Egypt’s Muslim Brotherhood movement was declared a “terrorist organization” following a car bomb blast at a police building , which killed at least 14 people.
“Prime Minister Beblawi has declared the Muslim Brotherhood as a terrorist organization,” state news agency MENA quoted the premier’s spokesman Sherif Shawki as saying.
The condemnation of the Brotherhood comes just weeks before a referendum on a new constitution that is billed as the first major step toward democracy since the military-backed ouster of Islamist president Mohammad Mursi  in July as reported by Al Arabiya.
A car bomb had torn through a police headquarters in the Egyptian city of Mansoura early Tuesday, killing at least 14 people, mostly policemen, medics and officials told Agence France-Presse.
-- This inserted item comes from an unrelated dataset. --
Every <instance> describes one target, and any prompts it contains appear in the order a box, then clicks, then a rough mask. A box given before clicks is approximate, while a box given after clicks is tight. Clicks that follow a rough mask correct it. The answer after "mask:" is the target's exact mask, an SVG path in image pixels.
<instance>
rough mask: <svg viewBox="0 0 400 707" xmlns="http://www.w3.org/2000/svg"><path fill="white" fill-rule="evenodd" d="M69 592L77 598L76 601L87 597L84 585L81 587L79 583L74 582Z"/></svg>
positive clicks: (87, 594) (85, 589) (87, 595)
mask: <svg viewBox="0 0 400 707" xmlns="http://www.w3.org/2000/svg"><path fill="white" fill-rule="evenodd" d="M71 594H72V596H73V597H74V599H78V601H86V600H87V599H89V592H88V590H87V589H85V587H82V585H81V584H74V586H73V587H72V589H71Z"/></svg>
Reuters news agency reported more than 100 people were injured in the attack.
The state-run Middle East News Agency quoted Beblawi as saying that those responsible for blast “will not escape punishment.”
On Tuesday, Egypt’s Muslim Brotherhood condemned the bomb attack. “The Muslim Brotherhood condemns in the strongest possible terms the attack on the police headquarters in Mansoura  (region),” an emailed statement from the group’s London press office said, according to Reuters news agency. “The Muslim Brotherhood considers this act as a direct attack on the unity of the Egyptian people and demands an enquiry forthwith so that the perpetrators of this crime may be brought to justice.”
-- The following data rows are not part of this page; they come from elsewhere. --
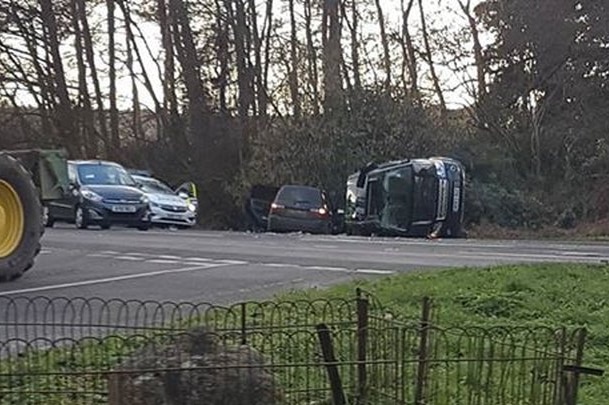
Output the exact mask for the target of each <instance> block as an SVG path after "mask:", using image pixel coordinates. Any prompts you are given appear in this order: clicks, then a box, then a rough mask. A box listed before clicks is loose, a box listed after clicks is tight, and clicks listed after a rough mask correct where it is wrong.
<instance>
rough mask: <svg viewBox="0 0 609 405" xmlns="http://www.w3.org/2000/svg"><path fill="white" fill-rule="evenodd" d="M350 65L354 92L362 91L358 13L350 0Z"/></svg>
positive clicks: (353, 3) (358, 19)
mask: <svg viewBox="0 0 609 405" xmlns="http://www.w3.org/2000/svg"><path fill="white" fill-rule="evenodd" d="M351 20H352V21H351V63H352V65H353V66H352V70H353V84H354V87H355V91H356V92H358V93H359V92H360V91H361V89H362V78H361V67H360V61H359V38H358V28H359V13H358V11H357V0H351Z"/></svg>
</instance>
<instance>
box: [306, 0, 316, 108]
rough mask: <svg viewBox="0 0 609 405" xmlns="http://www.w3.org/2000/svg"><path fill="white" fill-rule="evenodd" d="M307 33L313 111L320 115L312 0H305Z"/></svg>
mask: <svg viewBox="0 0 609 405" xmlns="http://www.w3.org/2000/svg"><path fill="white" fill-rule="evenodd" d="M304 16H305V35H306V38H307V60H308V63H307V64H308V71H309V72H308V75H309V83H310V86H311V88H312V90H313V113H314V114H315V115H319V105H320V97H319V74H318V69H317V53H316V51H315V45H314V43H313V29H312V12H311V0H304Z"/></svg>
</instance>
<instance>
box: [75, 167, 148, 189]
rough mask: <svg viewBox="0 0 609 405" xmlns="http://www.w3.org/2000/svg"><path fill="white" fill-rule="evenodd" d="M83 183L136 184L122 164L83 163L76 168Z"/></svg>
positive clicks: (94, 184) (107, 184) (103, 183)
mask: <svg viewBox="0 0 609 405" xmlns="http://www.w3.org/2000/svg"><path fill="white" fill-rule="evenodd" d="M76 170H77V172H78V178H79V179H80V182H81V184H83V185H85V186H87V185H90V186H135V185H136V183H135V181H134V180H133V178H132V177H131V176H130V175H129V173H127V171H126V170H125V169H123V168H122V167H120V166H115V165H106V164H81V165H78V166H77V168H76Z"/></svg>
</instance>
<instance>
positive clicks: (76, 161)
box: [68, 160, 123, 167]
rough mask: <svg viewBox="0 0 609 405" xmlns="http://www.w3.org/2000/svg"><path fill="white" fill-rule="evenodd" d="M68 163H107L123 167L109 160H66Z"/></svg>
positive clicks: (100, 164) (103, 164) (92, 163)
mask: <svg viewBox="0 0 609 405" xmlns="http://www.w3.org/2000/svg"><path fill="white" fill-rule="evenodd" d="M68 163H71V164H75V165H109V166H118V167H123V166H121V165H120V164H118V163H116V162H111V161H109V160H68Z"/></svg>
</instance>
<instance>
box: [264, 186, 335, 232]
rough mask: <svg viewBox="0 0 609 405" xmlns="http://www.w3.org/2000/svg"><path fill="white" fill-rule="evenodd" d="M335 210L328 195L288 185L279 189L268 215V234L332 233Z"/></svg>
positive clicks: (313, 188)
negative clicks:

Egypt’s Nile News TV cut into its late-night programming to urge people to go to hospitals to donate blood to the victims. “The majority of the casualties are from the police. The explosion was caused by a car bomb,” Omar al-Shawatsi, the governor of Daqahleya, of which Mansoura is the capital, told state media. The impact of the explosion was felt around 20 kilometers away and shattered windows of nearby buildings, the security sources said. The head of security for Daqahleya, Sami El-Mihi, was wounded in the blast and two of his aides were killed, security sources said. There has been widespread bloodshed in Egypt since Mursi’s ouster. He was forced from power on July 3 after massive street protests against his turbulent one-year rule, with millions accusing him of power-grabbing and economic mismanagement. More than 1,000 people have been killed in a government crackdown on his supporters, mostly from the Brotherhood. The crackdown has also seen thousands of Islamists, including the entire leadership of the Brotherhood, arrested. The movement’s top leaders -- including its general guide, Mohammad Badie -- have been put on trial. Mursi too is on trial over several charges including some related to the deaths of protesters during his presidency.